Here's my implementation but it's not working.Can anybody explain(I'm new to functional programming) why it's not working
my_curry :: ((a ,b) -> c) -> (a -> b -> c)
my_curry origFunc = origFunc.combine
where
combine e f = (e, f)
here's the error [added]
[1 of 1] Compiling Main ( higher_order.hs, interpreted )
higher_order.hs:92:30:
Couldn't match type `t0 -> (a, t0)' with `(a, b)'
Expected type: a -> (a, b)
Actual type: a -> t0 -> (a, t0)
In the second argument of `(.)', namely `combine'
In the expression: origFunc . combine
In an equation for `my_curry':
my_curry origFunc
= origFunc . combine
where
combine e f = (e, f)
Upvotes: 2
Views: 3040
Reputation: 7776
jozefg's answer explained why your code doesn't work, and I thought I'd contribute a fairly straightforward implementation for you to see.
Notice the function signature for my_curry
is ((a, b) -> c) -> (a -> b -> c)
. It takes in a function, and it returns a function as the result. We can capture the notion of "returning a function" easily with a lambda expression:
my_curry func = \x y -> func (x, y)
All this code does is takes in a single function on the left side of the equals sign, and returns a new function on the right hand side. The function it returns takes in its arguments one at a time, tuples them up and fires them off to whatever function we passed in.

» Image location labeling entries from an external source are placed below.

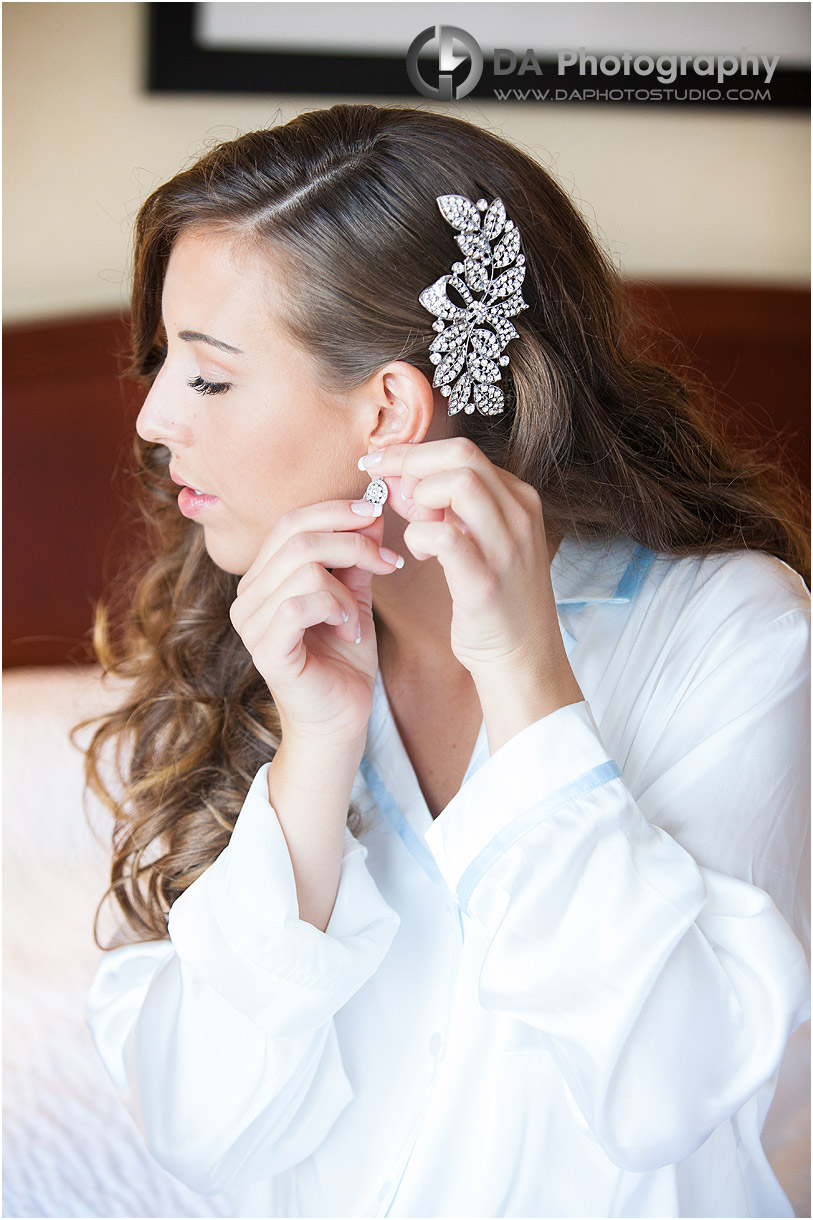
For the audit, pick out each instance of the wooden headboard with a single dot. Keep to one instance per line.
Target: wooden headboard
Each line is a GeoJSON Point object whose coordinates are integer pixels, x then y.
{"type": "Point", "coordinates": [68, 423]}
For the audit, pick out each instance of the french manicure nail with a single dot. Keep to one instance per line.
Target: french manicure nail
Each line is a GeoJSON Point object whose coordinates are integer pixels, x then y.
{"type": "Point", "coordinates": [372, 459]}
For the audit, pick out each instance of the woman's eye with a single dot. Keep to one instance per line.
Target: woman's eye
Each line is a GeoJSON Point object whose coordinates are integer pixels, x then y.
{"type": "Point", "coordinates": [204, 387]}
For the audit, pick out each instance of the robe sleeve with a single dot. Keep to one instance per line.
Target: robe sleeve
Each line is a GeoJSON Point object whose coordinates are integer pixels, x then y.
{"type": "Point", "coordinates": [653, 965]}
{"type": "Point", "coordinates": [220, 1040]}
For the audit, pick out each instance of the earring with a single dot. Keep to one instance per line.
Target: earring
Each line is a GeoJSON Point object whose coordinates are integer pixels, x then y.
{"type": "Point", "coordinates": [377, 492]}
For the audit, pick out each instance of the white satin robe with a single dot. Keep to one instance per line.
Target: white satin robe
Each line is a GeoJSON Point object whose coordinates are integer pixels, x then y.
{"type": "Point", "coordinates": [568, 996]}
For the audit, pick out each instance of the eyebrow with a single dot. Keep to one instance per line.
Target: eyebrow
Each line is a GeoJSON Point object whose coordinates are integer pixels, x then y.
{"type": "Point", "coordinates": [197, 337]}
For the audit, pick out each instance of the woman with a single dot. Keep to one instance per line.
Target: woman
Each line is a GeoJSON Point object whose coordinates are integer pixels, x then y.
{"type": "Point", "coordinates": [547, 968]}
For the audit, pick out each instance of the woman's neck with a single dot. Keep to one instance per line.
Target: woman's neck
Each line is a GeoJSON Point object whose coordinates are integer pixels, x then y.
{"type": "Point", "coordinates": [413, 611]}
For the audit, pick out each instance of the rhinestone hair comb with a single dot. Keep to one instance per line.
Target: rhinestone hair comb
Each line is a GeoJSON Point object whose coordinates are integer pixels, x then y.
{"type": "Point", "coordinates": [469, 351]}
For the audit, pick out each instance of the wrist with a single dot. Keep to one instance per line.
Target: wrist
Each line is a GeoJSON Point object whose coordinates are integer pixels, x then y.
{"type": "Point", "coordinates": [513, 697]}
{"type": "Point", "coordinates": [313, 764]}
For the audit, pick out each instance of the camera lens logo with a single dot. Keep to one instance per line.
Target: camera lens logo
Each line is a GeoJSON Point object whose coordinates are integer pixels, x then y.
{"type": "Point", "coordinates": [447, 61]}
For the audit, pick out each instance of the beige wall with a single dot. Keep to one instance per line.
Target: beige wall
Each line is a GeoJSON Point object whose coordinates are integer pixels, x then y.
{"type": "Point", "coordinates": [693, 194]}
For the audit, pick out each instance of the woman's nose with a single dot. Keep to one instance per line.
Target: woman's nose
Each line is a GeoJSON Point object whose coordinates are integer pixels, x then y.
{"type": "Point", "coordinates": [160, 419]}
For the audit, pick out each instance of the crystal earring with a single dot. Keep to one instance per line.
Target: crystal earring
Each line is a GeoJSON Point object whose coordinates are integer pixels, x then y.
{"type": "Point", "coordinates": [377, 492]}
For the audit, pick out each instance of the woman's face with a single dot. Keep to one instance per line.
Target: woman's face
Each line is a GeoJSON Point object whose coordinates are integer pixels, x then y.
{"type": "Point", "coordinates": [237, 406]}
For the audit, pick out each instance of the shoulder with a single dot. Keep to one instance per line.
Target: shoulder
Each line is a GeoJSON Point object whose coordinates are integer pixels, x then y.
{"type": "Point", "coordinates": [744, 602]}
{"type": "Point", "coordinates": [746, 583]}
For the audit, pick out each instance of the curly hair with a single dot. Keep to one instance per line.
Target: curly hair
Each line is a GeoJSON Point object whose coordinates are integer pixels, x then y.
{"type": "Point", "coordinates": [614, 443]}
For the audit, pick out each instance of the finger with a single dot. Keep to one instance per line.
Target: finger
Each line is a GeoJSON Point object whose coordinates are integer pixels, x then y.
{"type": "Point", "coordinates": [281, 644]}
{"type": "Point", "coordinates": [414, 462]}
{"type": "Point", "coordinates": [327, 516]}
{"type": "Point", "coordinates": [407, 508]}
{"type": "Point", "coordinates": [464, 565]}
{"type": "Point", "coordinates": [335, 550]}
{"type": "Point", "coordinates": [465, 493]}
{"type": "Point", "coordinates": [252, 614]}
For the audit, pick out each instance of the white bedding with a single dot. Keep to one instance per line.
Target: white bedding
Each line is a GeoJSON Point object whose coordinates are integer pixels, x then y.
{"type": "Point", "coordinates": [70, 1148]}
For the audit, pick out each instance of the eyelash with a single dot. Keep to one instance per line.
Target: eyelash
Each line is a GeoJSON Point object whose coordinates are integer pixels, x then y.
{"type": "Point", "coordinates": [203, 387]}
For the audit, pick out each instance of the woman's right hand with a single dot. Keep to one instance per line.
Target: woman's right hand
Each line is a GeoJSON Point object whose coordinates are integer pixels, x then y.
{"type": "Point", "coordinates": [289, 613]}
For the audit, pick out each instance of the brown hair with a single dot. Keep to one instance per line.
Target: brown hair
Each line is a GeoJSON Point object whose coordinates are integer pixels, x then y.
{"type": "Point", "coordinates": [614, 443]}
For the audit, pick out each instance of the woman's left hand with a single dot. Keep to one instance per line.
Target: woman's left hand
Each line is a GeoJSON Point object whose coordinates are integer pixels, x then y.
{"type": "Point", "coordinates": [486, 530]}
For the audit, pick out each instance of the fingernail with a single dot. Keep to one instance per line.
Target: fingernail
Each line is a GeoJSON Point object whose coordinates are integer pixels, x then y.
{"type": "Point", "coordinates": [365, 509]}
{"type": "Point", "coordinates": [372, 459]}
{"type": "Point", "coordinates": [392, 556]}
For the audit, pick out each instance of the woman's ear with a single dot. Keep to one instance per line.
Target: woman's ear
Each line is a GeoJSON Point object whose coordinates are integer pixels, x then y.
{"type": "Point", "coordinates": [405, 405]}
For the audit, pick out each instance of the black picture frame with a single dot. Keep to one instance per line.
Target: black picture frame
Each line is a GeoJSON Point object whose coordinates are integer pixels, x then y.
{"type": "Point", "coordinates": [176, 62]}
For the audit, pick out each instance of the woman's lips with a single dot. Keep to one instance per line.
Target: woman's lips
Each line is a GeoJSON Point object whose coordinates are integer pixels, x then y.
{"type": "Point", "coordinates": [191, 503]}
{"type": "Point", "coordinates": [192, 500]}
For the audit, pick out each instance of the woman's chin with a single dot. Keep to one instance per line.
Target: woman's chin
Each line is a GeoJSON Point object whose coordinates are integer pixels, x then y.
{"type": "Point", "coordinates": [236, 560]}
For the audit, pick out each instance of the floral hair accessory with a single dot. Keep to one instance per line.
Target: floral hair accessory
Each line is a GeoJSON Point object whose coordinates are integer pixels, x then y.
{"type": "Point", "coordinates": [469, 350]}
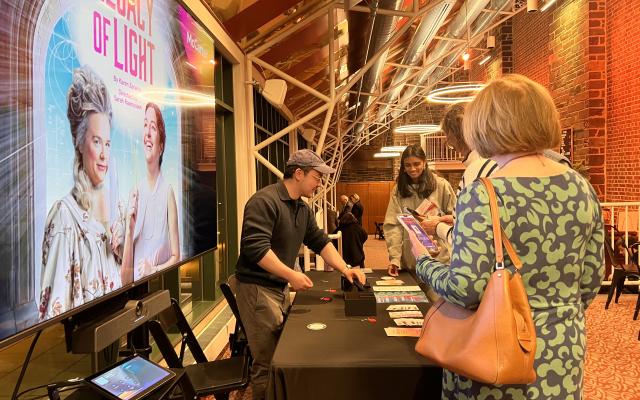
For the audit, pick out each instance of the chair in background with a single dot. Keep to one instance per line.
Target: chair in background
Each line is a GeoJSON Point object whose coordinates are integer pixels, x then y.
{"type": "Point", "coordinates": [615, 259]}
{"type": "Point", "coordinates": [238, 342]}
{"type": "Point", "coordinates": [218, 378]}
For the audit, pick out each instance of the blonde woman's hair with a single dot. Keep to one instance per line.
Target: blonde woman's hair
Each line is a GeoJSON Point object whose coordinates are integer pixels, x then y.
{"type": "Point", "coordinates": [87, 95]}
{"type": "Point", "coordinates": [512, 114]}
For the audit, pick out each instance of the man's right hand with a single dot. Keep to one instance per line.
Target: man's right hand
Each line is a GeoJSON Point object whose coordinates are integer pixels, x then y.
{"type": "Point", "coordinates": [300, 281]}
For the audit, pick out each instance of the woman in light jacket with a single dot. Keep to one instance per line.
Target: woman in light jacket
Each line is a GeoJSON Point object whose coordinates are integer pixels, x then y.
{"type": "Point", "coordinates": [416, 186]}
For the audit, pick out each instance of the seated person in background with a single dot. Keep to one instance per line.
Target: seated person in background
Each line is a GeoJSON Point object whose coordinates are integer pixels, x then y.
{"type": "Point", "coordinates": [353, 238]}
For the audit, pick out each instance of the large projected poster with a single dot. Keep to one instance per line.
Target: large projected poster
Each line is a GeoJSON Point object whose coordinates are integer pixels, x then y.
{"type": "Point", "coordinates": [107, 106]}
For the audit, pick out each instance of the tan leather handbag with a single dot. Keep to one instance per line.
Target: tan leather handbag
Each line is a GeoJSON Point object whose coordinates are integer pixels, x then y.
{"type": "Point", "coordinates": [496, 343]}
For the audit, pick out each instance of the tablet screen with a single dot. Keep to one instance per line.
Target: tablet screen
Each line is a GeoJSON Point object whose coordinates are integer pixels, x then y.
{"type": "Point", "coordinates": [131, 378]}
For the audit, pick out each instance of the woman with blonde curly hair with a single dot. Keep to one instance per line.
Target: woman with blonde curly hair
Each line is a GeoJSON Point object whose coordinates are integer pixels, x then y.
{"type": "Point", "coordinates": [78, 262]}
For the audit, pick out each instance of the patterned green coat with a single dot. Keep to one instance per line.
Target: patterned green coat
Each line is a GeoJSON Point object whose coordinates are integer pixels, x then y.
{"type": "Point", "coordinates": [555, 224]}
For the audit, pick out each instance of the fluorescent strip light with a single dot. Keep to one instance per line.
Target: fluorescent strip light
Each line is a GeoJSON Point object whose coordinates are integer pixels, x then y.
{"type": "Point", "coordinates": [547, 5]}
{"type": "Point", "coordinates": [417, 128]}
{"type": "Point", "coordinates": [386, 155]}
{"type": "Point", "coordinates": [484, 60]}
{"type": "Point", "coordinates": [177, 97]}
{"type": "Point", "coordinates": [393, 148]}
{"type": "Point", "coordinates": [440, 96]}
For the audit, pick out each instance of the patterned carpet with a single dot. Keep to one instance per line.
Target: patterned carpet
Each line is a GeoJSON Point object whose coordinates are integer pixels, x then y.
{"type": "Point", "coordinates": [612, 369]}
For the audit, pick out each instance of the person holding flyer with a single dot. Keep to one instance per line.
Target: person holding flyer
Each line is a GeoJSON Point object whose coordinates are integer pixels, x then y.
{"type": "Point", "coordinates": [420, 189]}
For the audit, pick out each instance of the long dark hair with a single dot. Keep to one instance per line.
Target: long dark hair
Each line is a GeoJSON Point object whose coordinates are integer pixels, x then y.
{"type": "Point", "coordinates": [426, 181]}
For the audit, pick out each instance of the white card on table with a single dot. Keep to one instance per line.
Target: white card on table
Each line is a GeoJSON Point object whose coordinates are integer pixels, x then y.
{"type": "Point", "coordinates": [405, 314]}
{"type": "Point", "coordinates": [396, 289]}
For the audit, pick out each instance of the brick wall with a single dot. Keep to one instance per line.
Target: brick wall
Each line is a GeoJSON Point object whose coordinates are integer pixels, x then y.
{"type": "Point", "coordinates": [563, 49]}
{"type": "Point", "coordinates": [362, 167]}
{"type": "Point", "coordinates": [623, 100]}
{"type": "Point", "coordinates": [531, 53]}
{"type": "Point", "coordinates": [424, 113]}
{"type": "Point", "coordinates": [501, 61]}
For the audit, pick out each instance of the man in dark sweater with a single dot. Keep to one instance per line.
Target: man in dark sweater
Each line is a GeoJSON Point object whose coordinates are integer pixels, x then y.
{"type": "Point", "coordinates": [276, 222]}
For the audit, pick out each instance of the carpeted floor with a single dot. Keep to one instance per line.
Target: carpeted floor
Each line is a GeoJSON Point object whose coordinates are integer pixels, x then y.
{"type": "Point", "coordinates": [612, 368]}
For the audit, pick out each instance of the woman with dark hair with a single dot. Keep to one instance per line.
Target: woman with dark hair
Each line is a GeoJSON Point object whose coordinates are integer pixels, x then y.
{"type": "Point", "coordinates": [78, 263]}
{"type": "Point", "coordinates": [553, 219]}
{"type": "Point", "coordinates": [156, 244]}
{"type": "Point", "coordinates": [417, 188]}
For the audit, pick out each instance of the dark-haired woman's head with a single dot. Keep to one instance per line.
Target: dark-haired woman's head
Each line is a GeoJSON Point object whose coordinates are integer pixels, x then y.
{"type": "Point", "coordinates": [414, 176]}
{"type": "Point", "coordinates": [451, 125]}
{"type": "Point", "coordinates": [154, 134]}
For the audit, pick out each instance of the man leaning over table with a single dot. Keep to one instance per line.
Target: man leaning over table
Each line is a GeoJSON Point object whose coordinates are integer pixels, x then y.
{"type": "Point", "coordinates": [276, 222]}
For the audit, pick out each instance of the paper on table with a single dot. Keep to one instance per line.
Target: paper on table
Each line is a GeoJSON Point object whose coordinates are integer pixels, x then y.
{"type": "Point", "coordinates": [396, 289]}
{"type": "Point", "coordinates": [402, 307]}
{"type": "Point", "coordinates": [394, 282]}
{"type": "Point", "coordinates": [394, 331]}
{"type": "Point", "coordinates": [409, 321]}
{"type": "Point", "coordinates": [401, 297]}
{"type": "Point", "coordinates": [405, 314]}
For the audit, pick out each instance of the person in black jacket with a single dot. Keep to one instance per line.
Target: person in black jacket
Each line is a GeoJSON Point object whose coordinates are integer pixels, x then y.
{"type": "Point", "coordinates": [276, 222]}
{"type": "Point", "coordinates": [353, 238]}
{"type": "Point", "coordinates": [357, 209]}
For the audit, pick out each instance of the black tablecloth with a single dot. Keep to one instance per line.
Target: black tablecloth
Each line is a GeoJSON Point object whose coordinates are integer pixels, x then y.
{"type": "Point", "coordinates": [352, 358]}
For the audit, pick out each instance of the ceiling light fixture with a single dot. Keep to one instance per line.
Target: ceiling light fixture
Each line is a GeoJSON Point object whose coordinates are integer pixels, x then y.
{"type": "Point", "coordinates": [386, 155]}
{"type": "Point", "coordinates": [547, 5]}
{"type": "Point", "coordinates": [392, 149]}
{"type": "Point", "coordinates": [484, 60]}
{"type": "Point", "coordinates": [417, 128]}
{"type": "Point", "coordinates": [177, 97]}
{"type": "Point", "coordinates": [443, 95]}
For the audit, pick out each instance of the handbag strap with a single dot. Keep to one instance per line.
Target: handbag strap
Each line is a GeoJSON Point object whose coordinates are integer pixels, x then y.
{"type": "Point", "coordinates": [499, 236]}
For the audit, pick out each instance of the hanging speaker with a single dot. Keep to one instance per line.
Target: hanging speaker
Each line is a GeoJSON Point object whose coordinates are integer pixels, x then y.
{"type": "Point", "coordinates": [309, 134]}
{"type": "Point", "coordinates": [491, 42]}
{"type": "Point", "coordinates": [274, 91]}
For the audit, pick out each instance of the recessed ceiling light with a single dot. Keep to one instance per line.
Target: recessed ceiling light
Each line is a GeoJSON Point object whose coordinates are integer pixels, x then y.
{"type": "Point", "coordinates": [417, 128]}
{"type": "Point", "coordinates": [443, 95]}
{"type": "Point", "coordinates": [393, 148]}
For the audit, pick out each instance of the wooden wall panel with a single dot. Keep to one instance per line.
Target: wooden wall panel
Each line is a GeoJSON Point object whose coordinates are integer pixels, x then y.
{"type": "Point", "coordinates": [374, 197]}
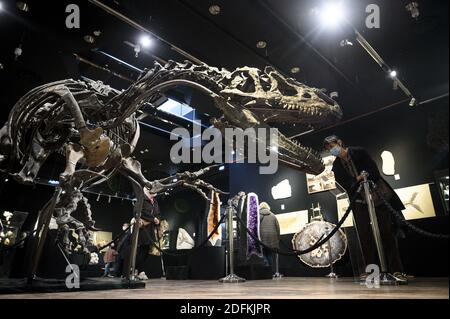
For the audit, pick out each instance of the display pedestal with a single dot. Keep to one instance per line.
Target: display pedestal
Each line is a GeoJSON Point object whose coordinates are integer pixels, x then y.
{"type": "Point", "coordinates": [8, 286]}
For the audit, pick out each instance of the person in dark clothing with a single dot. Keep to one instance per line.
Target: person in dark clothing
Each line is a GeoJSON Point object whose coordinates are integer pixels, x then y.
{"type": "Point", "coordinates": [347, 168]}
{"type": "Point", "coordinates": [149, 217]}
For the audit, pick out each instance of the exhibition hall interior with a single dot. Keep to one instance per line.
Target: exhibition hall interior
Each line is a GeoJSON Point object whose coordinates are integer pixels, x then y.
{"type": "Point", "coordinates": [211, 149]}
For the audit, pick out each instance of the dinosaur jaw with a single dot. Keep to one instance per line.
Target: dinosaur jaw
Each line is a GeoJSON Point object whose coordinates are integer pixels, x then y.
{"type": "Point", "coordinates": [314, 113]}
{"type": "Point", "coordinates": [298, 156]}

Another way we can look at this is by removing the brackets in the type signature. Since the arrow in a type signature is right-associative, the type of my_curry
can also be written as ((a, b) -> c) -> a -> b -> c
. In this form, we can see that we can also implement my_curry
as a function taking three arguments: the input function, and an x and a y to tuple-up and send through that function. Therefore another valid way to write the function is
my_curry func x y = func (x, y)
Upvotes: 5
Reputation: 53911
The issue is that .
is meant to take to single argument functions and glue them together,
In this case combine
has the type a -> b -> (a, b)
. So it's first argument is a
and it's return type is b -> (a, b)
(remember that ->
groups to the right). So .
has the type
(.) :: (b -> c) -> (a -> b) -> a -> c
Since combine
is the second argument haskell is going to unify .
s type variables like
(.).a ~ combine.a
(.).b ~ (combine.b -> (combine.a, combine.b))
I'm using foo.bar
to mean the type variable bar
from the definition of foo
. Next we feed this into origFunc
which as the type (a, b) -> c
. Now when we try to fit this into .
we get
(.).b ~ my_curry.(a, b)
(.).c ~ my_curry.c
But wait! b
can't be both (a, b)
and b -> (a, b)
and thus the type error.
Instead we have two choices, we can create a new type of composition
(..) :: (c -> d) -> (a -> b -> c) -> a -> b -> d
f .. g = \a b -> f (g a b)
Notice how this allows g
to take two arguments, and your function becomes
my_curry origFunc = combine .. origFunc
Or we can just use currying
my_curry origFunc x y = origFunc (x, y)
Upvotes: 6